Clac ! Une violente détonation l’arrête net dans sa course et le projette au sol. André-Pierre porte la main à sa tempe, le tympan sans doute déchiré. Le bruit autour de lui s’étouffe tout à coup. Il est à moitié recouvert de terre.

Lorsqu’il tourne les yeux sur la droite, il découvre l’un de ses camarades étendu juste à côté de lui.

– Ça va ? lui hurle André-Pierre.

L’autre ne lui répond pas. Ses yeux vitreux le fixent sans le voir.

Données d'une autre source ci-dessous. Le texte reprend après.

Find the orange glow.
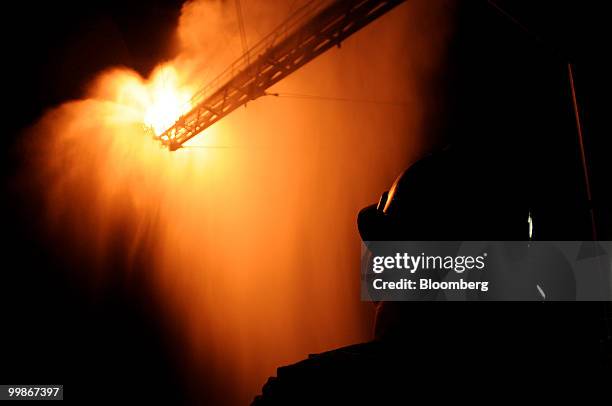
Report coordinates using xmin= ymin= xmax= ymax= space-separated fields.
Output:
xmin=23 ymin=0 xmax=452 ymax=404
xmin=143 ymin=65 xmax=193 ymax=136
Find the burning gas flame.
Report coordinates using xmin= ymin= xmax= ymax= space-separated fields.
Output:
xmin=143 ymin=65 xmax=192 ymax=137
xmin=23 ymin=0 xmax=452 ymax=404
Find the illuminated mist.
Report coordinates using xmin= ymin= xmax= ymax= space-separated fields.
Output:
xmin=29 ymin=0 xmax=450 ymax=404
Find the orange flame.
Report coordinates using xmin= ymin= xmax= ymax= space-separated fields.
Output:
xmin=26 ymin=1 xmax=452 ymax=404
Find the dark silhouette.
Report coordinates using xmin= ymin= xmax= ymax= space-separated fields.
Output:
xmin=253 ymin=150 xmax=609 ymax=406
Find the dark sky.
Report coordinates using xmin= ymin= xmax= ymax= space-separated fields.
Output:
xmin=0 ymin=0 xmax=612 ymax=401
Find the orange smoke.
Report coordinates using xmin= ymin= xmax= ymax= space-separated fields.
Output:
xmin=25 ymin=0 xmax=448 ymax=404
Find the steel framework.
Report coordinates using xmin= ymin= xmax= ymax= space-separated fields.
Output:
xmin=159 ymin=0 xmax=404 ymax=151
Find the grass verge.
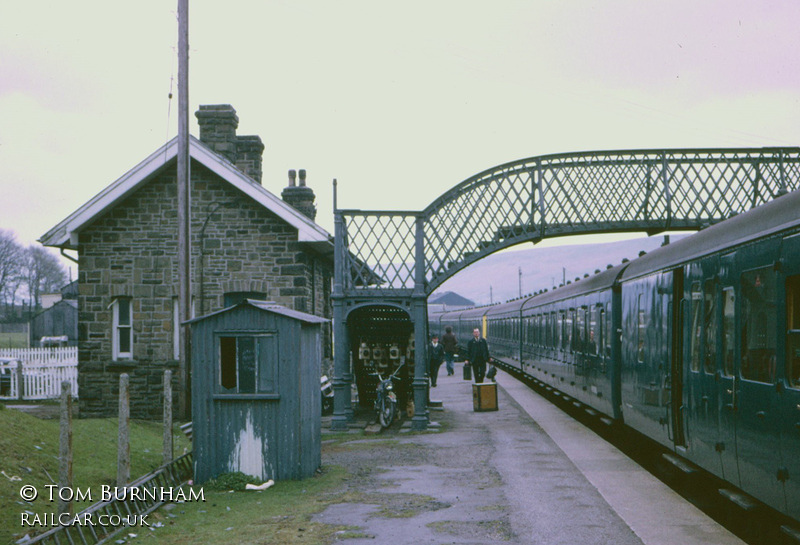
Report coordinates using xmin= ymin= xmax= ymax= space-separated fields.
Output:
xmin=0 ymin=409 xmax=191 ymax=543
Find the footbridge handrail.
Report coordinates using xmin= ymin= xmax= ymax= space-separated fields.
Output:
xmin=335 ymin=147 xmax=800 ymax=294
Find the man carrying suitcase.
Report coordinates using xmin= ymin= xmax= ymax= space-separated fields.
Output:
xmin=464 ymin=327 xmax=491 ymax=383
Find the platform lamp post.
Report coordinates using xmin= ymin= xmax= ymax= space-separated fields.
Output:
xmin=331 ymin=180 xmax=352 ymax=431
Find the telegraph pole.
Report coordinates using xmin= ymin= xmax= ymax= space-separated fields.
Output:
xmin=178 ymin=0 xmax=192 ymax=422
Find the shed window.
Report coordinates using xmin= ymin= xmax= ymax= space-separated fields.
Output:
xmin=219 ymin=335 xmax=277 ymax=394
xmin=111 ymin=297 xmax=133 ymax=360
xmin=742 ymin=267 xmax=776 ymax=383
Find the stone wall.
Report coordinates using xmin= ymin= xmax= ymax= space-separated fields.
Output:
xmin=78 ymin=162 xmax=333 ymax=419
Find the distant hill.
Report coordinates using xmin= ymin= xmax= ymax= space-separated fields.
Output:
xmin=429 ymin=235 xmax=684 ymax=306
xmin=428 ymin=291 xmax=475 ymax=307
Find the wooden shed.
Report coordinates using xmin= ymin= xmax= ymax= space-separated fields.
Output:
xmin=188 ymin=299 xmax=327 ymax=483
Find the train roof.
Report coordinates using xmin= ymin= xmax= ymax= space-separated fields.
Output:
xmin=524 ymin=263 xmax=628 ymax=308
xmin=622 ymin=190 xmax=800 ymax=281
xmin=486 ymin=296 xmax=531 ymax=316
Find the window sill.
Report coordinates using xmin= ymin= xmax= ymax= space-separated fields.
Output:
xmin=211 ymin=394 xmax=281 ymax=401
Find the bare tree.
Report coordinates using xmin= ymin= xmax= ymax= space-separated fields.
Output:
xmin=22 ymin=245 xmax=67 ymax=309
xmin=0 ymin=229 xmax=22 ymax=314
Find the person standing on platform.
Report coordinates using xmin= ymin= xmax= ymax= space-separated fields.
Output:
xmin=465 ymin=327 xmax=491 ymax=383
xmin=428 ymin=335 xmax=444 ymax=388
xmin=442 ymin=326 xmax=458 ymax=377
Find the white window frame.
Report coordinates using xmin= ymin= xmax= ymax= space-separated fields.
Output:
xmin=111 ymin=297 xmax=133 ymax=361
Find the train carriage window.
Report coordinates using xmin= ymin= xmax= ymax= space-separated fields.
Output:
xmin=691 ymin=282 xmax=703 ymax=372
xmin=573 ymin=308 xmax=586 ymax=352
xmin=703 ymin=280 xmax=717 ymax=374
xmin=786 ymin=275 xmax=800 ymax=388
xmin=587 ymin=307 xmax=602 ymax=355
xmin=561 ymin=308 xmax=575 ymax=350
xmin=600 ymin=308 xmax=612 ymax=359
xmin=636 ymin=295 xmax=647 ymax=363
xmin=741 ymin=267 xmax=777 ymax=383
xmin=722 ymin=288 xmax=736 ymax=377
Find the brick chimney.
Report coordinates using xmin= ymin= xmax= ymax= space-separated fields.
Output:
xmin=281 ymin=169 xmax=317 ymax=221
xmin=194 ymin=104 xmax=264 ymax=183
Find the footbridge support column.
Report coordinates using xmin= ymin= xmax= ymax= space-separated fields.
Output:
xmin=411 ymin=214 xmax=429 ymax=431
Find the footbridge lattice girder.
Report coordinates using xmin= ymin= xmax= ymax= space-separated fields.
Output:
xmin=335 ymin=147 xmax=800 ymax=295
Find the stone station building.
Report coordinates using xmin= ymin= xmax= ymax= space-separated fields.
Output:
xmin=40 ymin=105 xmax=333 ymax=419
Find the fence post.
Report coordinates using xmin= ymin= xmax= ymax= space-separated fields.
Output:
xmin=117 ymin=373 xmax=131 ymax=487
xmin=58 ymin=380 xmax=72 ymax=515
xmin=164 ymin=369 xmax=172 ymax=465
xmin=17 ymin=359 xmax=25 ymax=400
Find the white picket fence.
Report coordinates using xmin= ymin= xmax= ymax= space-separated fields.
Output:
xmin=0 ymin=346 xmax=78 ymax=399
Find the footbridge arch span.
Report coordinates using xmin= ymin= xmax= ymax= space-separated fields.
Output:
xmin=335 ymin=147 xmax=800 ymax=294
xmin=332 ymin=147 xmax=800 ymax=429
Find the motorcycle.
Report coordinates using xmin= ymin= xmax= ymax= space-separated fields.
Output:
xmin=373 ymin=362 xmax=405 ymax=428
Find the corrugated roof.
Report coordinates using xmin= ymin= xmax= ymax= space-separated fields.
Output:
xmin=184 ymin=299 xmax=330 ymax=324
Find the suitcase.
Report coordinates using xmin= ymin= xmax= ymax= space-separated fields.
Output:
xmin=472 ymin=382 xmax=497 ymax=412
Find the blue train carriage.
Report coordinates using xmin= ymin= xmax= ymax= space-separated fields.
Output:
xmin=621 ymin=192 xmax=800 ymax=520
xmin=428 ymin=306 xmax=491 ymax=354
xmin=521 ymin=265 xmax=623 ymax=418
xmin=484 ymin=299 xmax=525 ymax=369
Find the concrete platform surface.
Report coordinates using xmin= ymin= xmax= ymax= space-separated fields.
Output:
xmin=315 ymin=369 xmax=742 ymax=545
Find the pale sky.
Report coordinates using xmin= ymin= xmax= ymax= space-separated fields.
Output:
xmin=0 ymin=0 xmax=800 ymax=272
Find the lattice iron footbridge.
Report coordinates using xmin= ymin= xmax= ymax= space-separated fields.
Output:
xmin=333 ymin=147 xmax=800 ymax=429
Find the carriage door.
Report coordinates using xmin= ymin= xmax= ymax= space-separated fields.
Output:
xmin=735 ymin=239 xmax=785 ymax=516
xmin=669 ymin=267 xmax=686 ymax=447
xmin=778 ymin=231 xmax=800 ymax=519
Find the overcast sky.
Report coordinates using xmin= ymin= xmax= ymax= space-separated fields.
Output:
xmin=0 ymin=0 xmax=800 ymax=276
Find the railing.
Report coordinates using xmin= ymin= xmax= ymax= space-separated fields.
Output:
xmin=334 ymin=147 xmax=800 ymax=296
xmin=0 ymin=346 xmax=78 ymax=364
xmin=0 ymin=347 xmax=78 ymax=400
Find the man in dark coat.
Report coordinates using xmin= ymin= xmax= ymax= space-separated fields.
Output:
xmin=428 ymin=335 xmax=444 ymax=388
xmin=465 ymin=328 xmax=491 ymax=382
xmin=442 ymin=326 xmax=458 ymax=376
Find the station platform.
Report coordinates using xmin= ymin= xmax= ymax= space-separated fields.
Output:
xmin=314 ymin=364 xmax=743 ymax=545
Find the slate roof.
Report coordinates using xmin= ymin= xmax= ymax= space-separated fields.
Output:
xmin=39 ymin=136 xmax=333 ymax=253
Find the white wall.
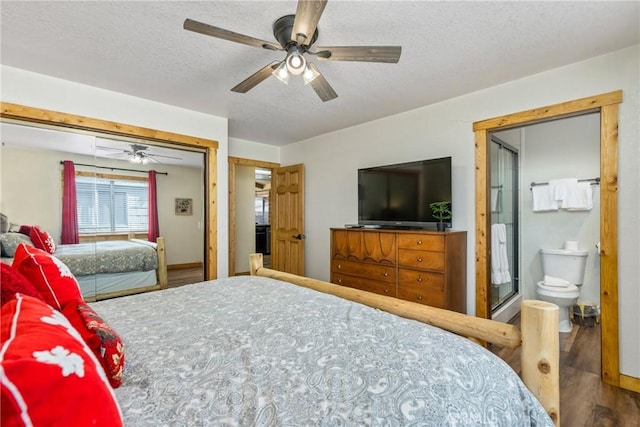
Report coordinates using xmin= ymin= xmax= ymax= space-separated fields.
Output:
xmin=0 ymin=147 xmax=204 ymax=265
xmin=520 ymin=114 xmax=600 ymax=304
xmin=229 ymin=137 xmax=280 ymax=163
xmin=0 ymin=65 xmax=229 ymax=277
xmin=280 ymin=46 xmax=640 ymax=378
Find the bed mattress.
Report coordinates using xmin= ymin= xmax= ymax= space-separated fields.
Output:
xmin=54 ymin=240 xmax=158 ymax=277
xmin=92 ymin=276 xmax=553 ymax=426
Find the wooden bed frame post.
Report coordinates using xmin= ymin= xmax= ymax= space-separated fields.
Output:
xmin=520 ymin=300 xmax=560 ymax=426
xmin=156 ymin=237 xmax=169 ymax=289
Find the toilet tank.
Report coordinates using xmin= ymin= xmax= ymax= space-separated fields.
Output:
xmin=540 ymin=249 xmax=589 ymax=285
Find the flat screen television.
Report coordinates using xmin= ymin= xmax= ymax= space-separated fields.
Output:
xmin=358 ymin=157 xmax=451 ymax=229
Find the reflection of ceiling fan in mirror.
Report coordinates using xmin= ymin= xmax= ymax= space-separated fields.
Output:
xmin=97 ymin=144 xmax=182 ymax=165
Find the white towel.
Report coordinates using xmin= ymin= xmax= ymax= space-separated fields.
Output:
xmin=491 ymin=224 xmax=511 ymax=285
xmin=491 ymin=188 xmax=502 ymax=212
xmin=531 ymin=185 xmax=558 ymax=212
xmin=549 ymin=178 xmax=578 ymax=202
xmin=562 ymin=181 xmax=593 ymax=211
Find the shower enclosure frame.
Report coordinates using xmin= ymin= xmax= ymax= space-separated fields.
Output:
xmin=488 ymin=135 xmax=520 ymax=314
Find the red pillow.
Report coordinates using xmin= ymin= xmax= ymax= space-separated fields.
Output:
xmin=0 ymin=262 xmax=44 ymax=305
xmin=13 ymin=243 xmax=83 ymax=310
xmin=29 ymin=225 xmax=56 ymax=254
xmin=0 ymin=294 xmax=123 ymax=427
xmin=18 ymin=225 xmax=31 ymax=238
xmin=62 ymin=300 xmax=124 ymax=388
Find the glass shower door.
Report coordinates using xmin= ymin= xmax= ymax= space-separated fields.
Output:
xmin=491 ymin=136 xmax=519 ymax=312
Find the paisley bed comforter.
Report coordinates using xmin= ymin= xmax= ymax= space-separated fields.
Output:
xmin=54 ymin=240 xmax=158 ymax=277
xmin=92 ymin=276 xmax=553 ymax=427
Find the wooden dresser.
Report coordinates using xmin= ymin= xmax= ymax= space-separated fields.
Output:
xmin=331 ymin=228 xmax=467 ymax=313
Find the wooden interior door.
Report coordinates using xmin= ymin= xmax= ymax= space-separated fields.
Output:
xmin=271 ymin=164 xmax=305 ymax=276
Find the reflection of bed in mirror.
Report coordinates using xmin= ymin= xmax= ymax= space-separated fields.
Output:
xmin=54 ymin=237 xmax=167 ymax=301
xmin=1 ymin=233 xmax=167 ymax=301
xmin=0 ymin=122 xmax=206 ymax=284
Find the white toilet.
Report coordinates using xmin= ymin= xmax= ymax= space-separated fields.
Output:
xmin=536 ymin=242 xmax=589 ymax=332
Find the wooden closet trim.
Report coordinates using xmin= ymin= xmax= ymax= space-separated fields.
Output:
xmin=473 ymin=90 xmax=626 ymax=387
xmin=0 ymin=102 xmax=218 ymax=280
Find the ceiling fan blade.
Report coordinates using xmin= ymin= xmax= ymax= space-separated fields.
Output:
xmin=183 ymin=18 xmax=282 ymax=50
xmin=291 ymin=0 xmax=327 ymax=46
xmin=231 ymin=61 xmax=280 ymax=93
xmin=317 ymin=46 xmax=402 ymax=63
xmin=145 ymin=153 xmax=182 ymax=160
xmin=307 ymin=63 xmax=338 ymax=102
xmin=96 ymin=145 xmax=122 ymax=151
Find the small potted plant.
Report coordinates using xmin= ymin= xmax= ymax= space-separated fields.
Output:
xmin=429 ymin=201 xmax=451 ymax=231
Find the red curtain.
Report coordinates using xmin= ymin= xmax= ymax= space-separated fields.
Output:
xmin=60 ymin=160 xmax=80 ymax=245
xmin=148 ymin=170 xmax=160 ymax=242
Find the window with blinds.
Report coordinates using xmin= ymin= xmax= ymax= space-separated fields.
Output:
xmin=76 ymin=176 xmax=149 ymax=234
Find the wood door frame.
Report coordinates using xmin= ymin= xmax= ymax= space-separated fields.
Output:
xmin=228 ymin=156 xmax=280 ymax=276
xmin=473 ymin=90 xmax=631 ymax=387
xmin=0 ymin=102 xmax=218 ymax=280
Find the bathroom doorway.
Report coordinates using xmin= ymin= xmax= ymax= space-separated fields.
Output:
xmin=229 ymin=156 xmax=280 ymax=276
xmin=490 ymin=135 xmax=522 ymax=321
xmin=473 ymin=90 xmax=633 ymax=389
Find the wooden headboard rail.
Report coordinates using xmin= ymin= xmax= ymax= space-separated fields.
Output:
xmin=249 ymin=254 xmax=560 ymax=426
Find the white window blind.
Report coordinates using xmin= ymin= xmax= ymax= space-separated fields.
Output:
xmin=76 ymin=176 xmax=149 ymax=234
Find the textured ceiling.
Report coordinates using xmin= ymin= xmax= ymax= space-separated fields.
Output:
xmin=0 ymin=0 xmax=640 ymax=145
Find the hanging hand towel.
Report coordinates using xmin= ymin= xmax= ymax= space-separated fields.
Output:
xmin=549 ymin=178 xmax=578 ymax=202
xmin=562 ymin=181 xmax=593 ymax=211
xmin=531 ymin=185 xmax=558 ymax=212
xmin=491 ymin=224 xmax=511 ymax=285
xmin=491 ymin=188 xmax=502 ymax=212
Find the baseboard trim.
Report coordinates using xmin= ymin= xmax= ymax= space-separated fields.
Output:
xmin=620 ymin=374 xmax=640 ymax=393
xmin=491 ymin=294 xmax=522 ymax=323
xmin=167 ymin=262 xmax=204 ymax=270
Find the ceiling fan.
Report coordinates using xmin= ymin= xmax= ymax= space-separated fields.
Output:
xmin=96 ymin=144 xmax=182 ymax=165
xmin=184 ymin=0 xmax=402 ymax=102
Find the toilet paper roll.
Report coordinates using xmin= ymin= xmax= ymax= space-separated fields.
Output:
xmin=564 ymin=240 xmax=578 ymax=251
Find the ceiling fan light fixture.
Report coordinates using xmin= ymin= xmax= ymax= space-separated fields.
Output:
xmin=302 ymin=62 xmax=320 ymax=86
xmin=271 ymin=61 xmax=289 ymax=85
xmin=286 ymin=49 xmax=307 ymax=76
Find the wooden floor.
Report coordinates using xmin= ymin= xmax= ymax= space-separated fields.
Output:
xmin=167 ymin=268 xmax=204 ymax=288
xmin=490 ymin=316 xmax=640 ymax=427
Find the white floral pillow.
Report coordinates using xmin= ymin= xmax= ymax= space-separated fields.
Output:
xmin=0 ymin=233 xmax=33 ymax=258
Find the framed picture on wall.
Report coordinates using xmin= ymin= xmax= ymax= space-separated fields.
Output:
xmin=176 ymin=199 xmax=193 ymax=215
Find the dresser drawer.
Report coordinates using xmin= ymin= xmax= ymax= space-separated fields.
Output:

Il a le même air étonné que ces boxeurs surpris par un coup de poing plus violent qu’un autre. Une balle lui a traversé le front. Il n’a sans doute pas souffert. André-Pierre détourne vivement la tête, le cœur au bord des lèvres. Il sait que la mort est tristement banale au front. Mais le savoir est une chose, le voir en est une autre. Cela fait à peine une semaine que le soldat est arrivé. C’est son premier mort.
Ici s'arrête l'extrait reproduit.